Paleolandscapes and the ca. 8,000 BP Shoreline of the Gulf of Mexico Outer Continental Shelf 2020

The Use of Sub-bottom Profilers in the Hunt for Submerged Landscapes

By Megan Metcalfe, Senior Marine Geophysicist at Wessex Archaeology

We know large areas of the Gulf of Mexico were once dry land and that these areas may have been home to Palaeoindians many thousands of years ago. The issue for archaeologists is how can we find these past landscapes when they are now covered by tens of meters of water? The answer is marine geophysics.

When looking for submerged landscapes below the seafloor, the main geophysical tool we use is a sub-bottom profiler (SBP). Typical shallow-water SBP systems include boomer, pinger, and chirp (Figure 1). An SBP sends out an acoustic wave, some of which bounces off the seabed and the rest which penetrates the seafloor. When this acoustic wave hits a sediment horizon below the seabed, some of the sound bounces back. The time it takes for these acoustic waves to return are then used to calculate the depth at which these sediment horizons can be found. A horizon can be a change in the sediment type, for example between a layer of rock and a layer of sand. It can also show where there is a major change in angle and character of deposits, such as the cut of an ancient river channel, which has been infilled by mud and sands.

An example of different SBPs and their associated acoustic signal.

Figure 1: An example of different SBPs and their associated acoustic signals. Image courtesy of Wessex Archaeology. Download larger version (jpg, 257 KB).

In order to give us the best chance of discovering submerged landscapes in the Gulf of Mexico, we have decided to use two different SBPs. The first is a Chirp, which is a relatively high-frequency SBP that is known to reliably produce subseafloor data in the survey area. The second system is a parametric sonar.

To understand the significance of these two different systems, we need to take a quick side step into the world of marine geophysics. Different SBPs will use different frequencies to map below the seabed. Lower-frequency, higher-power SBPs (such as boomers) can penetrate greater depths but are lower resolution, which means that we see less detail. Higher-frequency SBPs use a lower power, which means they can only penetrate shallow depths, but they provide a higher-resolution image, meaning they produce a more detailed picture of what is below the seabed. Choice of system comes down to what question it is you are trying to answer, and sediment types that you are likely to encounter.

Unlike other SBPS, a parametric sonar uses two different frequencies which are emitted at the same time. These two frequencies then interact with each other in the water column to produce a lower frequency signal with a very narrow bandwidth. This lower frequency signal gives the penetration, but without the interference from surrounding objects that you may have with other SBPs.

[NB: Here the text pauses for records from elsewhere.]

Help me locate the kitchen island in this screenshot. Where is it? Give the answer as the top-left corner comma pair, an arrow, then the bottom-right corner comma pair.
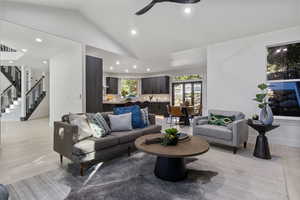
103,101 -> 170,117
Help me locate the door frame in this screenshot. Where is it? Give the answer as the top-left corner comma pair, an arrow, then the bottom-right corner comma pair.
172,81 -> 203,106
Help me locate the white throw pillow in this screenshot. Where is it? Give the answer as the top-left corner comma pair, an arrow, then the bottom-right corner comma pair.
108,113 -> 132,131
69,113 -> 96,141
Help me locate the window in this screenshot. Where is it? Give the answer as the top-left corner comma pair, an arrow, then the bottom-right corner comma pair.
174,74 -> 201,81
269,81 -> 300,117
121,79 -> 138,97
267,43 -> 300,117
267,43 -> 300,80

To use an analogy, if you imagine a standard SBP were a lamp then a parametric sonar would be a flashlight; both will help you to see features, however a parametric sonar gives you a more focused view. This, along with a high sample rate, means that a parametric sonar can produce a much more detailed image, which in turn means we can map much thinner layers of sediments. Although parametric sonar data have been used to map submerged landscapes in the North Sea and United Kingdom waters, they are less commonly used in the United States for the investigation of past landscapes. That’s why I and my colleague at Wessex Archaeology, Louise Tizzard, flew over from the United Kingdom to be part of this exciting project.

Wessex Archaeology is an archaeological company based in the United Kingdom. At Wessex Archaeology we have carried out a variety of projects using parametric sonar, for example at Area 240 in the North Sea, where a combination of parametric sonar and a boomer interpretation were used to map the gravel rich river channels in which 250,000 year old flint artifacts had been recovered .

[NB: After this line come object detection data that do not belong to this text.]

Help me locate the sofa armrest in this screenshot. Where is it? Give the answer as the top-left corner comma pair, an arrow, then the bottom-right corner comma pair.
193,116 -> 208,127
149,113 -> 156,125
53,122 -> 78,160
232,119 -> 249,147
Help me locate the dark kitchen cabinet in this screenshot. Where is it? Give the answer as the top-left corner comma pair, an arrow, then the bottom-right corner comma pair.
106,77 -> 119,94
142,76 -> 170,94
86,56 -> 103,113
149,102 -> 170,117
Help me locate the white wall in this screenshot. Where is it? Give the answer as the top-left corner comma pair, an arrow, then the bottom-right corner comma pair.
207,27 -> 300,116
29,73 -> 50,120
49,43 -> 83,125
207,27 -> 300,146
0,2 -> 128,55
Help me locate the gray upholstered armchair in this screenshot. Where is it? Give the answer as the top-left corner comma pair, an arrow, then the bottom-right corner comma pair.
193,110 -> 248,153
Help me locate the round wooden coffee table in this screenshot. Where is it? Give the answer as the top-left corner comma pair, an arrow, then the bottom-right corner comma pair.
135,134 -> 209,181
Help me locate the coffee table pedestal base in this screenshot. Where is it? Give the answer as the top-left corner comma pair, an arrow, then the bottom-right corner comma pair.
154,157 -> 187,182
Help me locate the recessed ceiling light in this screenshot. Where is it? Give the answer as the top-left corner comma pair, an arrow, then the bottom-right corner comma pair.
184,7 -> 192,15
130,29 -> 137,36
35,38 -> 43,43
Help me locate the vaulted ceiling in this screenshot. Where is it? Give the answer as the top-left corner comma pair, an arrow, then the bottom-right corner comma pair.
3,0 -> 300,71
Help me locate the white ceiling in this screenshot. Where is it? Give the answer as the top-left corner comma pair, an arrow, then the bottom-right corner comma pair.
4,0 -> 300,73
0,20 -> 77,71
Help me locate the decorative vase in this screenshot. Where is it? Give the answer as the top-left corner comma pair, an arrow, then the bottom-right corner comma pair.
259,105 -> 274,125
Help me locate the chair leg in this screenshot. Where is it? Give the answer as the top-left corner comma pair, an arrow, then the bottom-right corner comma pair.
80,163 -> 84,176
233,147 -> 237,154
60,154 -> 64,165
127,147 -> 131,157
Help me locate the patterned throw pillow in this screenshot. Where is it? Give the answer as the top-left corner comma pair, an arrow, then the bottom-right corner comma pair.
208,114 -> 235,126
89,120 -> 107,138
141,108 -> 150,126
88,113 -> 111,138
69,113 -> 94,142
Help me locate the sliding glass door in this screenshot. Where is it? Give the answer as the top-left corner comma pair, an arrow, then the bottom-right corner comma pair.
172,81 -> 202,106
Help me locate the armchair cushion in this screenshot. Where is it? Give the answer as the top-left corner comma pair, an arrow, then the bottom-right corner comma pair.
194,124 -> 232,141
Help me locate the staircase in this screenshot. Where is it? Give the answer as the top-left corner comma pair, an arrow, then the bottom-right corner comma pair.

For this project in the Gulf of Mexico, the Chirp and the parametric sonar were used at the same time. Our hope was that these two systems would complement each other; the Chirp system would be used to get an overview of the old river systems, which may have been a desirable place for humans of the past to live, and the parametric sonar would hopefully give us a more detailed image of any small, individual features or units which may be of archaeological interest (Figure 2), such as terrace features or possibly even shell middens. A combination of the two systems gives us an even greater chance of discovering more about this past landscape, and helped us to decide which areas to target for further investigation.

Amanda Evans (left) and Megan Metcalfe (right) monitor acquisition of the parametric sonar data onboard the R/V Nikola during fieldwork in 2019.

Figure 2: Amanda Evans (left) and Megan Metcalfe (right) monitor acquisition of the parametric sonar data onboard the R/V Nikola during fieldwork in 2019. Image courtesy of Paleolandscapes and the ca. 8,000 BP Shoreline of the Gulf of Mexico Outer Continental Shelf. Download larger version (jpg, 3.4 MB).